Universal Music is now reminding us of what a great ticket McCartney has been throughout the years with vinyl versions of four of his live discs. Naturally, Wings Over America leads this campaign, and its easily the best record here, collecting three LPs worth of great musicianship and showmanship with an emphasis on tracks from Wings’ two best albums: Band on the Run and Venus and Mars. McCartney’s willingness to share the spotlight with Jimmy McCulloch and Denny Laine, whose rendition of his old Moody Blues hit “Go Now” is as good as anything by the shows main star, is charming and supports the argument that Wings really was an all-around good band and not just Paulie’s puppets.

As a show of support for the age of glasnost (“openness and transparency”) Gorbachev ushered in, Paul McCartney ensured that his latest album would be released in the Soviet Union.

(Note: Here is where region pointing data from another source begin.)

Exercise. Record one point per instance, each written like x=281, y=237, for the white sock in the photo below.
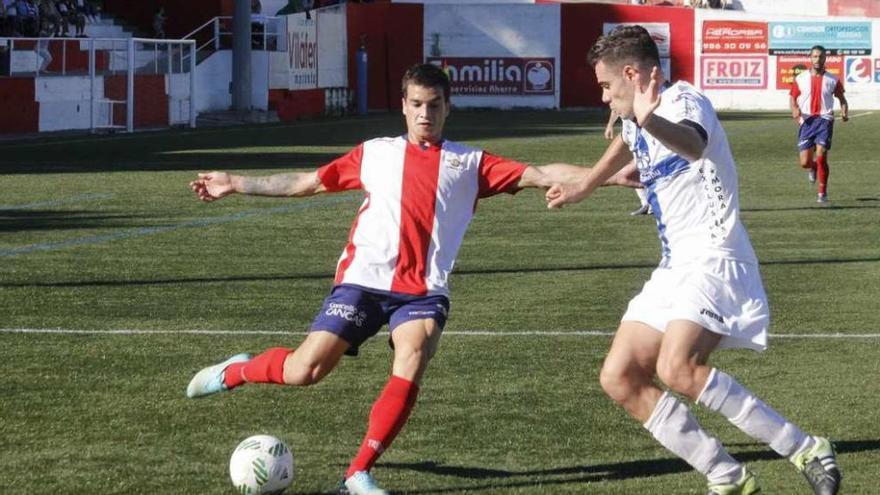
x=643, y=196
x=676, y=428
x=741, y=407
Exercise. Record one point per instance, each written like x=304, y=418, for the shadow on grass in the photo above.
x=329, y=275
x=817, y=207
x=12, y=220
x=266, y=147
x=592, y=473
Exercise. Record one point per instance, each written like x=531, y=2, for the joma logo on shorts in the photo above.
x=347, y=312
x=712, y=314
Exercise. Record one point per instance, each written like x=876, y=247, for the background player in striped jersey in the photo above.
x=707, y=291
x=421, y=192
x=812, y=107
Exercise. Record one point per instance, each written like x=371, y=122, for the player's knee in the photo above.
x=412, y=358
x=677, y=374
x=616, y=383
x=303, y=375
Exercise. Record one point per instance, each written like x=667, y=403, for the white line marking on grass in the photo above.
x=460, y=333
x=856, y=115
x=49, y=204
x=144, y=231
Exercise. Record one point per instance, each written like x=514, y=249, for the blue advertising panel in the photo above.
x=839, y=38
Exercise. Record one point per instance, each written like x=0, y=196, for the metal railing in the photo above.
x=68, y=62
x=216, y=34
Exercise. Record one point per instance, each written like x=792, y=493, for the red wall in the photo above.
x=394, y=42
x=21, y=111
x=582, y=26
x=292, y=105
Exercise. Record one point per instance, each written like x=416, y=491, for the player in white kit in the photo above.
x=707, y=291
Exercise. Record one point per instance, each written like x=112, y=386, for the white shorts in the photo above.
x=723, y=296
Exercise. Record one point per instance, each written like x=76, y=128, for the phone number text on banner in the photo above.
x=734, y=37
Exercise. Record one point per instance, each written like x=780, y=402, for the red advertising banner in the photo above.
x=734, y=37
x=499, y=76
x=789, y=66
x=727, y=72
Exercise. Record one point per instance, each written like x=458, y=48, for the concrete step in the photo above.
x=236, y=117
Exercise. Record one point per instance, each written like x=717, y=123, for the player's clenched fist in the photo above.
x=212, y=186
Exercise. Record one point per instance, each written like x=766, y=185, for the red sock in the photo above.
x=823, y=173
x=389, y=414
x=267, y=367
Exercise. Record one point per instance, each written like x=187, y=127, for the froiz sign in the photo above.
x=498, y=76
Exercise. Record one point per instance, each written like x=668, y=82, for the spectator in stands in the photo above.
x=27, y=18
x=64, y=13
x=4, y=57
x=159, y=23
x=79, y=19
x=50, y=18
x=3, y=19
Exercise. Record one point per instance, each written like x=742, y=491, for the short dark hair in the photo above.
x=427, y=76
x=625, y=44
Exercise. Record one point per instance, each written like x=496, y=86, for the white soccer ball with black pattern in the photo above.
x=261, y=465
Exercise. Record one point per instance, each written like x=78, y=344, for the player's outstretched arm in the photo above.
x=212, y=186
x=615, y=158
x=552, y=173
x=844, y=108
x=682, y=138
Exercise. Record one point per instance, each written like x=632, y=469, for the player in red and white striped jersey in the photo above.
x=812, y=107
x=421, y=192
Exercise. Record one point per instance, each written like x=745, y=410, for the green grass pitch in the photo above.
x=102, y=234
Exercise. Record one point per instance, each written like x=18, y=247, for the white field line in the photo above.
x=856, y=115
x=463, y=333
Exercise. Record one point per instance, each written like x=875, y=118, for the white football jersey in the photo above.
x=695, y=203
x=419, y=203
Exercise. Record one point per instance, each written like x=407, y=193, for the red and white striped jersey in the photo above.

It was a live-in-the-studio recording of rock and roll classics he had already planned to put out in the UK with an album cover inspired by those that adorned rock albums bootlegged for the underground Russian market. He and a pickup band that included Mick Green of original British rockers Johnny Kidd and the Pirates fire through classics made famous by Elvis Presley, Bo Diddley, Eddie Cochran, Fats Domino, Wilbert Harrison, Sam Cooke, and Paul’s idol Little Richard intended as a sort of rock and roll primer, as was Mick Carr’s liner notes explaining the origins of each song. McCartney titled it Choba B CCCP, Russian for Back in the USSR.

 

As a historical document, the album is pretty interesting. The introduction of what could be the greatest artistic product of capitalist society to the communists is a charming project, and at age 46, Paul proved he could still rip it up pretty well…though one hopes the folks who bought this disc were inspired to root out the original versions of its songs. Choba B CCCP is best when not inviting unfavorable comparisons with original versions, as when Paul transforms Duke Ellington’s jazz-pop standard “Don’t Get Around Much Anymore” into a chunky New Orleans-style rocker.

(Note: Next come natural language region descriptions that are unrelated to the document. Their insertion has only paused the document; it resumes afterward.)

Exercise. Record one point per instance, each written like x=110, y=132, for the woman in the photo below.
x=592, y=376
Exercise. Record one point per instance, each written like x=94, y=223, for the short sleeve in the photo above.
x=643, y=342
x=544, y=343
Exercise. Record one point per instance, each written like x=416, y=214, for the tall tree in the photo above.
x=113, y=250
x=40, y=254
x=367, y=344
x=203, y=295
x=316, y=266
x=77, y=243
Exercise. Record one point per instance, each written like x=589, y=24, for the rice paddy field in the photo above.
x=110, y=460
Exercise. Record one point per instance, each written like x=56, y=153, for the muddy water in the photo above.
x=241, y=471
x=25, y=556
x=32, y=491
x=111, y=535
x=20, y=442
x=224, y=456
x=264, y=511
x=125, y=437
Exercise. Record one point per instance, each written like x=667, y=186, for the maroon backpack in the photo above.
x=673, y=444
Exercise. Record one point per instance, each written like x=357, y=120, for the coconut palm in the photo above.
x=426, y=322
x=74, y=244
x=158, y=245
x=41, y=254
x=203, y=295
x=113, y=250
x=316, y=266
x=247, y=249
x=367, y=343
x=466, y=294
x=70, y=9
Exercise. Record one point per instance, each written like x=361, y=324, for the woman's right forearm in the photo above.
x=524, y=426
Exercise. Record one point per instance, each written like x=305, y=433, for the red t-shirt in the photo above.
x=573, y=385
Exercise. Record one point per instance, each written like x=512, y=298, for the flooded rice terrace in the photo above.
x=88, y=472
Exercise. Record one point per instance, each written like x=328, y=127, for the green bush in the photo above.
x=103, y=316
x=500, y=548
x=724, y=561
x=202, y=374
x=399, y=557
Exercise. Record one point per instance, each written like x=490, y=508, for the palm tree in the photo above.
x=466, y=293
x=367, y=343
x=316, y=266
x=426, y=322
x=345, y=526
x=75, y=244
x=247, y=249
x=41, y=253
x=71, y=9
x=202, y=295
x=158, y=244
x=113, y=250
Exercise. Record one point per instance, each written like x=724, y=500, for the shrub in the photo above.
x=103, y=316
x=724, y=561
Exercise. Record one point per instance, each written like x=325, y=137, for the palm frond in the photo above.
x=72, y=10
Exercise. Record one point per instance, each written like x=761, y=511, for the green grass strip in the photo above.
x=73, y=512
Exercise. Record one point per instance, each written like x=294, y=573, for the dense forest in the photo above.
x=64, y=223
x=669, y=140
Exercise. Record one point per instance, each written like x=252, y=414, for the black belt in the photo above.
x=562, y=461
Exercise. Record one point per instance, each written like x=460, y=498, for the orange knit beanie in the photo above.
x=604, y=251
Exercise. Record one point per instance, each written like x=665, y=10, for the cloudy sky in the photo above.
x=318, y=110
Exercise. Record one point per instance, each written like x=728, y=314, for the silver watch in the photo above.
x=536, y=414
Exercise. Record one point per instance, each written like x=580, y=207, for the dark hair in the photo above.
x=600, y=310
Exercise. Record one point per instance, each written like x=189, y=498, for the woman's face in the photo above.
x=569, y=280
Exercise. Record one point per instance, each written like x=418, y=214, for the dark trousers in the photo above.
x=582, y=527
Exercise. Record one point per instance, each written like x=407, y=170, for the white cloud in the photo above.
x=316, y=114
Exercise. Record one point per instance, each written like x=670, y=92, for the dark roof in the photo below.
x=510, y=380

Jumping ahead five years, we move to Paul Is Live, a double disc that feels like a sequel to Wings Over America because of its sprawling assortment of songs that includes an acoustic set and quite a few Beatles tunes. In fact, our host is downright Beatles-drunk on this 1993 disc from its Abbey Road-meets-“Martha My Dear” cover to its title reference to the weirdest conspiracy theory of the Beatles era to its eleven Beatles classics. If anything, the song selection shines a more positive light on Paul’s solo material, which heavily favors his most recent album, Off the Ground. The rawness of live performance pumps new life into so-so material such as “Peace in the Neighborhood”, “Come on, People”, and “Biker Like an Icon”, while new renditions of Beatles icons can’t hope to compare to the Fabs’ originals, especially when a cheap synth replaces the brass in “Magical Mystery Tour” and “Penny Lane” (come on, Paul…you’re telling me you couldn’t afford to take a brass section on the road?).

Wings Over America and Paul Is Live spotlight McCartney the arena rocker, and Choba B CCCP presents him as an impromptu studio jammer. A 2007 set at Hollywood’s Amoeba Records presents yet another side of Paul McCartney as a live artist because of its unusual intimacy. Despite—or possibly because of— the gig’s smallness, the crowd is electrified, and that makes Amoeba Gig an exciting album. The material plays less of a role in its thrills as the gig supported Memory Almost Full, a pretty mediocre album, and The Beatles selections run toward the obvious with most of them having counterparts on other live McCartney albums. Still, it is heartening to hear the star still in such strong voice and so in command of a feverish crowd well into his sixties.

The 180-gram quality of all four pressings is pretty high with clear, strong sound, and extremely deep bass. They are available as both colored and black vinyl.